Why petrol and diesel prices have not increased since March 16
The government is considering raising excise duty on the two fuels again that would give it some additional revenue crucial for combating disruptions due to coronavirus outbreak.
International oil slumped to a 17-year low as lockdowns implemented to check the spread of coronavirus disease Covid-19 hit major economies, thereby contracting demand. The prices of petrol and diesel in India, however, remain frozen since March 16 despite average crude oil import cost for the country dropping by over 20 per cent.
Benchmark crude oil Brent on Monday dropped as low as 6.62% at $23.28 per barrel, while the West Texas Intermediate (WTI) fell below 5% at around $20 a barrel.
Requesting anonymity, government officials and company executives said that prices of petrol and diesel have frozen to allow petroleum refiners to make up for the losses in their inventory. Even the government is considering raising excise duty on the two fuels again that would give it some additional revenue crucial for combating disruptions due to coronavirus outbreak.
The government had raised excise duty on petrol and diesel by ₹3 a litre on March 14. A Re 1 per litre increase in excise duty means an additional ₹14,500 crore annual revenue for the government.
According to the latest official data, which comes with a lag, India’s average crude oil purchase price (Indian basket) also fell sharply to ₹1,805.22 per barrel on Friday compared to ₹2,272.08 per barrel on March 16, when the companies had last cut prices of petrol and diesel by 16 paise per litre and 15 paise a litre, respectively.

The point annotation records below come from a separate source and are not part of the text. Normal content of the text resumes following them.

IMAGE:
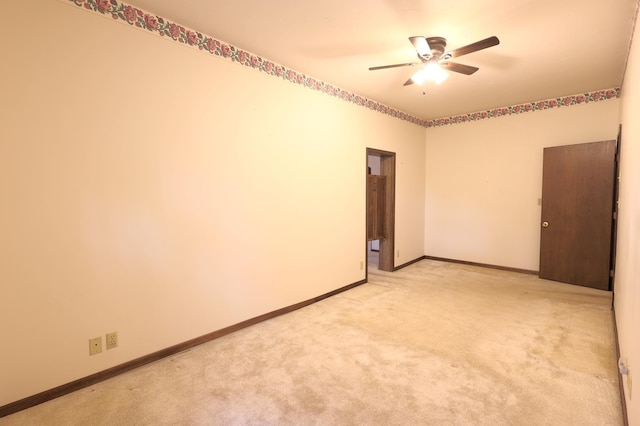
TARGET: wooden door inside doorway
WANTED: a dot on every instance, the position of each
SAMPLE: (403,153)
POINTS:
(577,213)
(387,244)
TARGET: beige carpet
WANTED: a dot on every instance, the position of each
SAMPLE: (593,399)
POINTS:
(432,344)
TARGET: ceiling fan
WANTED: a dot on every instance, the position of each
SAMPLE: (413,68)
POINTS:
(431,52)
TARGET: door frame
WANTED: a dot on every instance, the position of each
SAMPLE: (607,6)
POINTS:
(579,205)
(387,245)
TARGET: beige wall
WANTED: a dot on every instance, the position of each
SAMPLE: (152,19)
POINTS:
(165,193)
(627,281)
(484,179)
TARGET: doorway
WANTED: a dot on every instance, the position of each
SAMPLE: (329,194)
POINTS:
(381,208)
(578,185)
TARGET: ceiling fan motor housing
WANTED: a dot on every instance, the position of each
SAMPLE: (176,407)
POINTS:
(437,45)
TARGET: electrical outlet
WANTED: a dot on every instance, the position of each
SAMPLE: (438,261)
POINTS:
(112,340)
(95,345)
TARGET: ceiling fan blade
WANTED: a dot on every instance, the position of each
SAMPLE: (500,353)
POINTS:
(421,44)
(382,67)
(461,68)
(473,47)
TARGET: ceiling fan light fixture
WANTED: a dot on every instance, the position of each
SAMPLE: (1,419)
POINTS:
(431,72)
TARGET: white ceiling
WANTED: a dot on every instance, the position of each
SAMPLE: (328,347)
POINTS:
(548,48)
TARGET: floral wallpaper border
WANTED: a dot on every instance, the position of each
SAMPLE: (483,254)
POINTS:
(133,16)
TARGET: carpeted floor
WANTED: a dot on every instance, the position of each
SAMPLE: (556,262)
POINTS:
(432,344)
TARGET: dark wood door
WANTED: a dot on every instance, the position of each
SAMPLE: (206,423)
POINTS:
(577,213)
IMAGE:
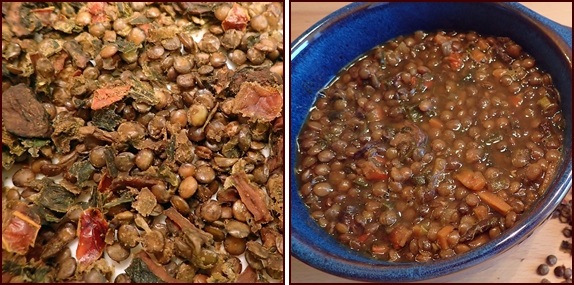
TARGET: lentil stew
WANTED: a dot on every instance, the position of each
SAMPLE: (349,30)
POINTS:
(430,145)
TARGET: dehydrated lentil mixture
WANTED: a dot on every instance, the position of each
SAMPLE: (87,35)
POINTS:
(430,145)
(147,135)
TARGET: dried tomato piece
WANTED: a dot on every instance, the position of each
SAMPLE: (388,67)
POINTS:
(258,102)
(92,228)
(237,18)
(19,232)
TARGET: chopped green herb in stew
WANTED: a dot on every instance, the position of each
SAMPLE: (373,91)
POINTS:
(443,141)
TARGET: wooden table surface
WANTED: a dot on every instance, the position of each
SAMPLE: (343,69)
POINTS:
(517,265)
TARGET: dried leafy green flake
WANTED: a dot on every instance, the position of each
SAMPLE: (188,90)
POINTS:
(140,273)
(109,155)
(169,176)
(34,145)
(125,46)
(82,170)
(141,94)
(106,119)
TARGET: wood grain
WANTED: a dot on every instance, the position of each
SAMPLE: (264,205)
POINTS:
(516,265)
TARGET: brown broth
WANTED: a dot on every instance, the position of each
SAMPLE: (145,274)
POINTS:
(430,145)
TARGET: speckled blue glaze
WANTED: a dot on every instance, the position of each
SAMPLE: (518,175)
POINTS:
(319,54)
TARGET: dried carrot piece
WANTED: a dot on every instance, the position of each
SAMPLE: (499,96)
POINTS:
(442,236)
(495,202)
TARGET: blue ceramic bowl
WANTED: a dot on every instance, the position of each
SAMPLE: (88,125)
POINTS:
(319,54)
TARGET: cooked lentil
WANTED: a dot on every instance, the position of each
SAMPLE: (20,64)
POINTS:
(448,137)
(132,112)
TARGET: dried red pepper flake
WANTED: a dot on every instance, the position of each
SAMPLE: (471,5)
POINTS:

State-run oil marketing companies had last revised pump prices of auto fuels that day by slashing 16 paise per litre on petrol and 15 paise on diesel. In Delhi, petrol is currently being sold at ₹69.59 per litre and diesel at ₹62.29 a litre.
“Excise duty increase on petrol and diesel is imminent and a final view on its quantum will be taken by the finance ministry,” a government official said requesting anonymity. Hindustan Times had reported about it on March 21.
The official quoted above said the proposed excise duty hike will not only provide much needed funds to meet the immediate requirements arising due to the Covid-19 pandemic, but would also act as a cushion against any price surge in the volatile international oil market in future. The government often reduces excise duty on petrol and diesel to protect domestic consumers from any spike in international oil prices. Currently, the central levies on petrol add up to ₹22.98 per litre and on diesel to ₹18.83 per litre.
The finance ministry, the petroleum ministry and state-run oil marketing companies - Indian Oil Corporation (IOC), Bharat Petroleum Corporation Ltd (BPCL) and Hindustan Petroleum Corporation Ltd (HPCL) - did not respond to queries rated to fuel price revision and taxation matters.
A recent research report of State Bank of India (SBI) said the government is expected to further limit fall in retail prices and thereby increase the excise again. “We thus strongly recommend that the increased excise revenue from oil should not be used for bridging the fiscal gap and pleasing the markets; rather sound economics demands it must be used as a fiscal package for income support to the people working in the unorganized sector who are already facing the brunt of loss of jobs,” the report said.